Matz 2024 assessed B-cell responses in peripheral blood and draining lymph nodes in vaccinees receiving licensed inactivated (Fluarix) or investigational mRNA-based quadrivalent influenza (Moderna mRNA-1010) vaccine, characterizing the dynamics of germinal center (GC) reactions that enable the generation of broad and durable antibody responses.
McIntire 2024 examined the maturation of B cells within germinal centers (GC) that affect breadth and durability of B-cell responses to influenza vaccination. Using fine-needle aspiration of draining lymph nodes to longitudinally track antigen-specific GC B-cell responses to seasonal influenza vaccination, the study found that antigen-specific GC B cells persisted for at least 13 weeks after vaccination in two of seven healthy adult volunteers 13 weeks after vaccination and, in some cases, clones that developed in the persistent GC exhibited increased affinity to vaccine antigens and could bind and neutralize diverse influenza viruses.
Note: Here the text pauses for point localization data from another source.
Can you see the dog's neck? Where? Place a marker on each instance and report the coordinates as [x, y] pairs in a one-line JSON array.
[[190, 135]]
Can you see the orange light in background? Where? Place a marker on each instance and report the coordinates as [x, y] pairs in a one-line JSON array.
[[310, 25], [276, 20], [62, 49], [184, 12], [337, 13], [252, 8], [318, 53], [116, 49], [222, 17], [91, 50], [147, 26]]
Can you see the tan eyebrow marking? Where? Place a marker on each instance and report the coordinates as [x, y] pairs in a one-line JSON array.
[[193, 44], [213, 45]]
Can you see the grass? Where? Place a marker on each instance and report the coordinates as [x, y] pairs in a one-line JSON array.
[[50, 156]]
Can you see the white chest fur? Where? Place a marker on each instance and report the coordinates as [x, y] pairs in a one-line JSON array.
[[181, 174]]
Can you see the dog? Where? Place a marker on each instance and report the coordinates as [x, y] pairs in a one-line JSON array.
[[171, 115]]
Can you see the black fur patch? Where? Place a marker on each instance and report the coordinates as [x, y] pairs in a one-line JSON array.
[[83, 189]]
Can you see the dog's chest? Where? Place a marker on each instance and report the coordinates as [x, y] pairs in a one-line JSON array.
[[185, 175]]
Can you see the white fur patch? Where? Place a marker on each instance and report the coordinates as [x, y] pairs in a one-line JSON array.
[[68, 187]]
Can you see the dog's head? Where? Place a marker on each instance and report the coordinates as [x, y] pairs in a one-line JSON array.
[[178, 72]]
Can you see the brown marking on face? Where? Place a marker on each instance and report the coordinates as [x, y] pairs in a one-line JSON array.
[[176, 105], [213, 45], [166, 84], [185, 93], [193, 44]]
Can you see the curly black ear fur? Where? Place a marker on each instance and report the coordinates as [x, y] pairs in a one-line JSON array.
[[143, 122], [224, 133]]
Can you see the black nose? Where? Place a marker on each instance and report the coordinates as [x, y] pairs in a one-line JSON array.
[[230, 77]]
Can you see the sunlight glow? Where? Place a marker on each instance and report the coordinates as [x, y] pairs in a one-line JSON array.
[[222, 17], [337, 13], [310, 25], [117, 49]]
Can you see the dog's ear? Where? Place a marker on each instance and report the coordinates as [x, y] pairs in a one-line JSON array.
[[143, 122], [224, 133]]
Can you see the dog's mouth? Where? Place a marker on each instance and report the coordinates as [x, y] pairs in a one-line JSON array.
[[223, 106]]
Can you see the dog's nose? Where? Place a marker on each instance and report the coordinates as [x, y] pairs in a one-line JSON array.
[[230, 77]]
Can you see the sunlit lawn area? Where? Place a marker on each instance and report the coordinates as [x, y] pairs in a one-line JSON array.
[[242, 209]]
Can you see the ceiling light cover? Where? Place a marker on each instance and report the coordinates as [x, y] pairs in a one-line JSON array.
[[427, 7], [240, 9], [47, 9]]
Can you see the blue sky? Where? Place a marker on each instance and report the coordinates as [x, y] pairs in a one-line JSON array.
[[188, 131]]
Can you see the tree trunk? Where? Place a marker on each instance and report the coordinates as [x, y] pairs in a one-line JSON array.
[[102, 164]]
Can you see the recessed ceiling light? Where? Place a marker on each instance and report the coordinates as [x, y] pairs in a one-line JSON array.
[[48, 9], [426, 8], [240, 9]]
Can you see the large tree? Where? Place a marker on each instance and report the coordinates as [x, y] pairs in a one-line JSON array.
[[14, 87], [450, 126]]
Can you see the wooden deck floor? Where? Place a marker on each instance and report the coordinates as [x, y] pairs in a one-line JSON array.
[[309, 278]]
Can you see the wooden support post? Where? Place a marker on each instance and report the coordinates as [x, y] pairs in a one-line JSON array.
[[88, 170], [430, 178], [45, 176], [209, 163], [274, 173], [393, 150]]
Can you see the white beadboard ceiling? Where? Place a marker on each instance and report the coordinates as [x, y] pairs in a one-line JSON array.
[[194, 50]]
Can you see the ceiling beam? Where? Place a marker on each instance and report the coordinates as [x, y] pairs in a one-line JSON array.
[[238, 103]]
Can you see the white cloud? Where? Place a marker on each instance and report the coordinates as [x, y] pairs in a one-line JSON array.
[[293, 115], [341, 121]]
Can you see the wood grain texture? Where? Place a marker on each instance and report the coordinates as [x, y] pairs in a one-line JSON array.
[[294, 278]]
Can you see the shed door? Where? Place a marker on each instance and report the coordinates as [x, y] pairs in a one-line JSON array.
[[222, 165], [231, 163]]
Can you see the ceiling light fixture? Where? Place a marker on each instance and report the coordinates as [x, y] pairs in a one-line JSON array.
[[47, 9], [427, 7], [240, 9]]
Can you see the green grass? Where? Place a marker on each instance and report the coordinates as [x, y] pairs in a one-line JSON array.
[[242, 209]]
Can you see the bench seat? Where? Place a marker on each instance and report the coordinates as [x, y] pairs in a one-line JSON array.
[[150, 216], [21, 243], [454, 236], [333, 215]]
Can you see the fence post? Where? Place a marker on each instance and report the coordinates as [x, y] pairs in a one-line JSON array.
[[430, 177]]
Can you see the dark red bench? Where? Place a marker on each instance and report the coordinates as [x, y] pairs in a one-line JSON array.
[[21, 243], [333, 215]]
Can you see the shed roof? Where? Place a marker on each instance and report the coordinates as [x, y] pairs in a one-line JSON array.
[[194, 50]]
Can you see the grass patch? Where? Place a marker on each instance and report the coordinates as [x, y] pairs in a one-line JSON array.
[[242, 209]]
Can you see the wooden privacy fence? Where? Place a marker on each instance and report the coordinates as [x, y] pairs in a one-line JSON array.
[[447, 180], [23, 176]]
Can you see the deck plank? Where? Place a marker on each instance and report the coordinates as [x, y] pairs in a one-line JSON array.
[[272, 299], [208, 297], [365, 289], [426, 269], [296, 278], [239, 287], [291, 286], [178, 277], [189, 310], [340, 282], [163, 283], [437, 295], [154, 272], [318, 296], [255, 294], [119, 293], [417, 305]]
Motsoeneng 2024 measured H1 stalk-specific antibody-dependent cellular phagocytosis (ADCP), complement deposition (ADCD) and cellular cytotoxicity (ADCC) in plasma samples from pregnant women enrolled in a randomized trial in Soweto, South Africa, to evaluate mechanisms through which vaccine-elicited HA stalk-specific antibodies confer protection against influenza illnesses. Results showed that H1 stalk-specific ADCP and ADCD, but not ADCC potential, were boosted by seasonal TIV and that H1 stalk-specific ADCD correlated with protection against influenza illness.
Nellore 2023 showed that intramuscular influenza vaccination elicits HA-specific memory B cells that differed in expression of surface marker FcRL5 and transcriptional factor T-bet. The T-bet-expressing effector memory subset response correlated with long-lived Ab responses to influenza vaccination.
Piepenbrink 2023 demonstrated that IIV vaccination stimulates H3N2-specific mAbs in humans that are broad and potent in their neutralization of virus in vitro, provide protection from H3N2 infection in a mouse model, and persist in long-lived Ab-producing plasma cells in the bone marrow.
Yang 2023 characterized the breadth and diversity of the polyclonal serum Ab response elicited after H2 vaccination, showing that previous H2 exposure results in higher responses to the variable HA head domain while initial responses in H2-naïve participants are dominated by Abs targeting conserved epitopes.
Burton 2022 examined how aging impacts the memory B-cell response, using single-cell RNA sequencing and flow cytometry of influenza-vaccine-specific B-cells to delineate changes in B-cell memory generation, antibody mutation, and their subsequent selection in older persons. Results indicated age-related skewing in the memory B-cell compartment 6 weeks after vaccination.